Voltaire – lettre à Damilaville, du 26 juillet 1762
Écr. l’inf. Voltaire en vint même à signer simplement Écrlinf (lettre à Damilaville du 27 janvier 1768). Une note de Beuchot nous apprend que les employés de la poste chargés de décacheter ses lettres crurent à l'existence d'un particulier nommé Écrlinf, habitant la Suisse, qui, disaient-ils, « n'écrit pas mal ». (Voir ici)
Non, non : vous ne me ferez pas dire quelque méchanceté sur les postiers suisses…
D’autant que ce qui frappe, c’est cette habitude de faire précéder (ou suivre) sa signature d’une mention ou d’une devise qui prend sa force de sa répétition même. Habitude à laquelle nous n’avons pas renoncé, nos messageries nous permettant de faire suivre automatiquement tous nos mails d’une formule – en général informative (nom, adresses, téléphone) – mais aussi parfois plus morale, comme ce correspondant qui terminait tous ses messages par cette injonction : Souriez ! Demain sera pire.
Essayons de voir comment ça marche.
1 – Observons déjà que la proximité de la signature est un élément qui contribue à renforcer la formule en question. L’engagement personnel que représente le fait de signer une lettre rejaillit sur l’expression rituelle qui la suit.
2 – La répétition de la même formule, qui revient à chaque lettre, est également un facteur très puissant pour en accroitre la signification.
Nous qui n’écrivons plus – ou du moins qui écrivons peu, dans la mesure où les mails et les twitts comportent de moins en moins de mots – nous aurions tort de croire que cette règle ne joue plus. Car la répétition des messages est devenue infiniment plus fréquente et plus obsédante qu’au temps de Voltaire.

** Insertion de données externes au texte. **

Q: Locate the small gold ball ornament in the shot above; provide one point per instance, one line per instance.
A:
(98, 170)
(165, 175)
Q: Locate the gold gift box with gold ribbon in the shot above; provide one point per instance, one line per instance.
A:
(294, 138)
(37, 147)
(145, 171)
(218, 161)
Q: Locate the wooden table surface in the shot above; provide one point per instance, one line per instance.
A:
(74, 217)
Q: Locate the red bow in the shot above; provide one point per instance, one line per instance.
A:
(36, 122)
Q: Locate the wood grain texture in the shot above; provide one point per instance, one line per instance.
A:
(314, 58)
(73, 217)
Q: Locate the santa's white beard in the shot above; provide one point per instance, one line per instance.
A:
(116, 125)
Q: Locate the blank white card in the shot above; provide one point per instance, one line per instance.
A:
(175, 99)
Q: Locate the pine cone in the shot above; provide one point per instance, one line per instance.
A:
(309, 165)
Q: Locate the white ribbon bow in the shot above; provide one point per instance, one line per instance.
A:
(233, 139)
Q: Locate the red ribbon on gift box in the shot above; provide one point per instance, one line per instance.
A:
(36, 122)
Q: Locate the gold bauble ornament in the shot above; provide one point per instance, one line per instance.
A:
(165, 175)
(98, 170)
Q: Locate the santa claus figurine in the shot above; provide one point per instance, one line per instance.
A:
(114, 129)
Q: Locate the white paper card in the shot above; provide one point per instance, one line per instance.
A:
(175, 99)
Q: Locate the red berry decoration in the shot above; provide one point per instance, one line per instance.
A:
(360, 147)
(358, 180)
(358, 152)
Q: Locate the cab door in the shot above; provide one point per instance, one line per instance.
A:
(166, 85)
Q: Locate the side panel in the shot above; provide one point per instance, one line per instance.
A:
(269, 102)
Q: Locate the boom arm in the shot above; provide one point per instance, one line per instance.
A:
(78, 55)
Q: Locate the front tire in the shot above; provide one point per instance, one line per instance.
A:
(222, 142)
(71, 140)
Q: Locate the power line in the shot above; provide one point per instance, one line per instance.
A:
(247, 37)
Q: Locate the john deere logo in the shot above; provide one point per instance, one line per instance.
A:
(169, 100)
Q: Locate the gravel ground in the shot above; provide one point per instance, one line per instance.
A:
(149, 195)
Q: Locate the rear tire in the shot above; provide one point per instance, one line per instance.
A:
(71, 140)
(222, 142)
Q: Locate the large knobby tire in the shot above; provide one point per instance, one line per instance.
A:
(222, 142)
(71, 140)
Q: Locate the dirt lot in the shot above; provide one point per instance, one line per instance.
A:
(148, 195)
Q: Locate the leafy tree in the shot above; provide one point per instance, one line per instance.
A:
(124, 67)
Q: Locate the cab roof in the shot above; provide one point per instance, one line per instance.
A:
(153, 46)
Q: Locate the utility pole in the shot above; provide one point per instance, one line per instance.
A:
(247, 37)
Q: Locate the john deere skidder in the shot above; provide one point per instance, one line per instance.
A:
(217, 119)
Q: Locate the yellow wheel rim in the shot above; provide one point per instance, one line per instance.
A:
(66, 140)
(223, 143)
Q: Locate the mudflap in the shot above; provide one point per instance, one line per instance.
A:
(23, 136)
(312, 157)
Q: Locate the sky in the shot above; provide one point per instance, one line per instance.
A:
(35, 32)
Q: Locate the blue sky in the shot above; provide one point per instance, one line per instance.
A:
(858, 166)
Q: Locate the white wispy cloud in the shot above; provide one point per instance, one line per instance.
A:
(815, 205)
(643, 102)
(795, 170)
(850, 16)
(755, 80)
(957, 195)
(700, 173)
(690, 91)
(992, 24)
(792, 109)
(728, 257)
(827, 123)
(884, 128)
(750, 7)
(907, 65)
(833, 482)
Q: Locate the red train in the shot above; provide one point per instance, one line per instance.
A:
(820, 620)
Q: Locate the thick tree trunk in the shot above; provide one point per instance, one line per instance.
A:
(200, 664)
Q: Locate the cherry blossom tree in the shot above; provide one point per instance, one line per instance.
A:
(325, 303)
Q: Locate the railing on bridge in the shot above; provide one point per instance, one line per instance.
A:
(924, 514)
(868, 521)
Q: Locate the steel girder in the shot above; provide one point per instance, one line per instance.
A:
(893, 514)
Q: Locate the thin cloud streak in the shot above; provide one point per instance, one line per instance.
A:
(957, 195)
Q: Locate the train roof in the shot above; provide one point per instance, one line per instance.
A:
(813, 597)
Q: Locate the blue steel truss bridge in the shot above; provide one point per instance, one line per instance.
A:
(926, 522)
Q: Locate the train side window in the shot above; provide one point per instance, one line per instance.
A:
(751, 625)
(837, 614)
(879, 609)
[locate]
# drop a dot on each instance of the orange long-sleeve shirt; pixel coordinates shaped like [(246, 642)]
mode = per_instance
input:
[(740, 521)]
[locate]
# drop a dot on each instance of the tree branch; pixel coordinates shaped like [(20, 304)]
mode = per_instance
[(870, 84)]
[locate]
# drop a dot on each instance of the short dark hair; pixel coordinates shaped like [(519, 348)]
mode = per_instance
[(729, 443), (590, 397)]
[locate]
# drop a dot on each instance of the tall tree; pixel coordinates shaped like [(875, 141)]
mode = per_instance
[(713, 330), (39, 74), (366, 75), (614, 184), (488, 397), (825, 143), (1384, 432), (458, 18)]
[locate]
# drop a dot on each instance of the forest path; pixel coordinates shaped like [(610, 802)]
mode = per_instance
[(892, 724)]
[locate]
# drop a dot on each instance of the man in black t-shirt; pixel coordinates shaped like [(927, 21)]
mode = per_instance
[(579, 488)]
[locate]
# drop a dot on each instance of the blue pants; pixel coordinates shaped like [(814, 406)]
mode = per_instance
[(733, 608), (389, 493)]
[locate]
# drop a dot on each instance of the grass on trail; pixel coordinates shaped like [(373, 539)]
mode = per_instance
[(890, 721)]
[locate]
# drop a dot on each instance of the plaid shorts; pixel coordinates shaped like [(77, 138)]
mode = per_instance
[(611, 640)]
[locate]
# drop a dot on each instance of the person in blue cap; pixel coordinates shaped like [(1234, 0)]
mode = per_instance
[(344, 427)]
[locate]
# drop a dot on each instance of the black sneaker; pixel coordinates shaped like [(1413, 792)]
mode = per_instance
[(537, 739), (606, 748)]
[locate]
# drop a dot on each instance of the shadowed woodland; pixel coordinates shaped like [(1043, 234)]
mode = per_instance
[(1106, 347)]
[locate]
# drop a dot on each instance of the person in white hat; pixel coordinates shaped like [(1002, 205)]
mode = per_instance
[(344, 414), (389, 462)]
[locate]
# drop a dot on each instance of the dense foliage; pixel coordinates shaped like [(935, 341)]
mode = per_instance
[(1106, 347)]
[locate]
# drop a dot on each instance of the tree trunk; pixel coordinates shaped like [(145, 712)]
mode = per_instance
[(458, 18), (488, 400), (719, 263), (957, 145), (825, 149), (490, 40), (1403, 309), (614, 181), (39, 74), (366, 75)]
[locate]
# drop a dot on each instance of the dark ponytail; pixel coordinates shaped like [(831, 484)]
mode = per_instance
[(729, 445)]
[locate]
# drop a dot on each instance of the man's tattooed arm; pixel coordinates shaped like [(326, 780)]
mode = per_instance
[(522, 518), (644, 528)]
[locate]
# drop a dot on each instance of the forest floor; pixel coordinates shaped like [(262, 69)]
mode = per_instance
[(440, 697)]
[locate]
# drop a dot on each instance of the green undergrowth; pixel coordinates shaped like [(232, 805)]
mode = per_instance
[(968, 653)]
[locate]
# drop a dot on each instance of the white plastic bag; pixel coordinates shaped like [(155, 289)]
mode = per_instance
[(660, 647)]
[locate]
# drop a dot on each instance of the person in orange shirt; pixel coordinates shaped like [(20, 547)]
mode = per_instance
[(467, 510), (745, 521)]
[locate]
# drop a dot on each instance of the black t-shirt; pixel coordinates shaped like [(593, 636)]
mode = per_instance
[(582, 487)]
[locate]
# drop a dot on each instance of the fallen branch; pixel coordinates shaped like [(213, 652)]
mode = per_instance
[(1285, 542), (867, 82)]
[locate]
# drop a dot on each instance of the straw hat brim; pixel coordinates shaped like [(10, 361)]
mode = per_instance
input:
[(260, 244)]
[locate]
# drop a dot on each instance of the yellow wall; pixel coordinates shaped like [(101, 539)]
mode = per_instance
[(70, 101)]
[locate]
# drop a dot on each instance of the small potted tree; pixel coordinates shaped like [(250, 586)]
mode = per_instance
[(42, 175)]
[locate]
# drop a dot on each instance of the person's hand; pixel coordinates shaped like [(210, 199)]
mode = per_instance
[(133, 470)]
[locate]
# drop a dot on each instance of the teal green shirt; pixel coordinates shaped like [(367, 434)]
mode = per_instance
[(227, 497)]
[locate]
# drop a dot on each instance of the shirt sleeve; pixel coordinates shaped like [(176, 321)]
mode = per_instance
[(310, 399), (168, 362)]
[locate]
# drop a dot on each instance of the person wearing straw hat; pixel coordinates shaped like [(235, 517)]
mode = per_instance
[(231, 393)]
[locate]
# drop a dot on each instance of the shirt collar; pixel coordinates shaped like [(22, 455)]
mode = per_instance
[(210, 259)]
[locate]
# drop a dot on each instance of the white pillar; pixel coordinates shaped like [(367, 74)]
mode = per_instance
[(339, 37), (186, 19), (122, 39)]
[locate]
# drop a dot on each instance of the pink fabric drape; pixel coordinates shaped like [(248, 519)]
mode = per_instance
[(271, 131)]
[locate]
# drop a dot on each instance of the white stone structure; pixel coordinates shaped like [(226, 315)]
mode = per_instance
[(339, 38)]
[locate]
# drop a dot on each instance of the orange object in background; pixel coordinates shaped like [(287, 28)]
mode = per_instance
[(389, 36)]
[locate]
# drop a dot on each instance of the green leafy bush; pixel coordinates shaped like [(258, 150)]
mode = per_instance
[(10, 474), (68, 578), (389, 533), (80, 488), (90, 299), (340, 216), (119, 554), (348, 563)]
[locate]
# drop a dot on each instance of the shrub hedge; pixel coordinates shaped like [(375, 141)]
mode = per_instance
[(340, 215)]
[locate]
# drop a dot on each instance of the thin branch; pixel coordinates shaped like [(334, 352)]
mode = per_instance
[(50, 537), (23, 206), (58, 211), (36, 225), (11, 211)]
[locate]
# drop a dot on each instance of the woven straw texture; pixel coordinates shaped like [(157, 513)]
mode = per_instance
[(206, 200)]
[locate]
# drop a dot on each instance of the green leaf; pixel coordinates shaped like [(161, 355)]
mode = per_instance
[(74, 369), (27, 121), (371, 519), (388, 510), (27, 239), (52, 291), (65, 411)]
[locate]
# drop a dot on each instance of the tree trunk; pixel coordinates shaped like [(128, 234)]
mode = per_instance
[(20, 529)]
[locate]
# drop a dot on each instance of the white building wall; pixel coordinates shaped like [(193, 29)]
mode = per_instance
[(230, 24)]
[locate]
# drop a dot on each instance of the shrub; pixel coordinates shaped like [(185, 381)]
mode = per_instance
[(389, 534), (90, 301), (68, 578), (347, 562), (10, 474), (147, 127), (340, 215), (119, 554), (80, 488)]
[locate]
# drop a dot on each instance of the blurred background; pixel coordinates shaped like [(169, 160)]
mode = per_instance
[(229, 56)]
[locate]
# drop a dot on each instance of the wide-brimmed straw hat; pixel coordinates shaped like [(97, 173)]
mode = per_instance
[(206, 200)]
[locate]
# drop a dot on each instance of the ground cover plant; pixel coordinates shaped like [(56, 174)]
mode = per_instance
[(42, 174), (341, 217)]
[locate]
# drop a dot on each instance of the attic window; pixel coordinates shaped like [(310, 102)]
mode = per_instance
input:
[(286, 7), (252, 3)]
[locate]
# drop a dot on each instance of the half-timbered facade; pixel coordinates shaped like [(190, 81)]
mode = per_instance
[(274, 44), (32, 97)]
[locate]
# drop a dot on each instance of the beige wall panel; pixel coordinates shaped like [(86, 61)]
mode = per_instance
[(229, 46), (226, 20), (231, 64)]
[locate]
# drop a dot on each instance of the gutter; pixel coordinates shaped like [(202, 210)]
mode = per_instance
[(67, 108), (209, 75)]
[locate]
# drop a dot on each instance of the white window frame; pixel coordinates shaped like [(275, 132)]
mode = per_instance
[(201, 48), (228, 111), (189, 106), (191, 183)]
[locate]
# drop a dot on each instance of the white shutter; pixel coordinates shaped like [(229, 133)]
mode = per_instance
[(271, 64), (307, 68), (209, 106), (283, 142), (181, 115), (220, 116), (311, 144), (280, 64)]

On l’a déjà deviné : je pense à ces multiples médias d’informations qui répètent « en boucle » les informations, toujours les mêmes, comme par exemple dans l’affaire DSK, surtout le 1er jour quand on ne savait finalement rien du tout.
J’avais consacré un Post à la répétition, dans le sillage de la théorie de Shannon. Maintenant je crois qu’il faut dire que Shannon a certes eu raison d’exclure la répétition de l’apport d’information, mais qu’en même temps il n’a pas fait l’inventaire de ses apports. Que celle-ci n’apporte pas d’information, ça va de soi ; mais qu’elle n’apporte rien, là c’est beaucoup moins pertinent.
La publicité, la propagande, le « lavage de cerveau », toutes ces techniques ont utilisé la puissance de la répétition. Mais alors qu’on croyait que celle-ci se bornait à réduire la conscience – comme sous l’effet de l’hypnose – pour la rendre plus vulnérable, on oubliait l’essentiel : la répétition modifie le message.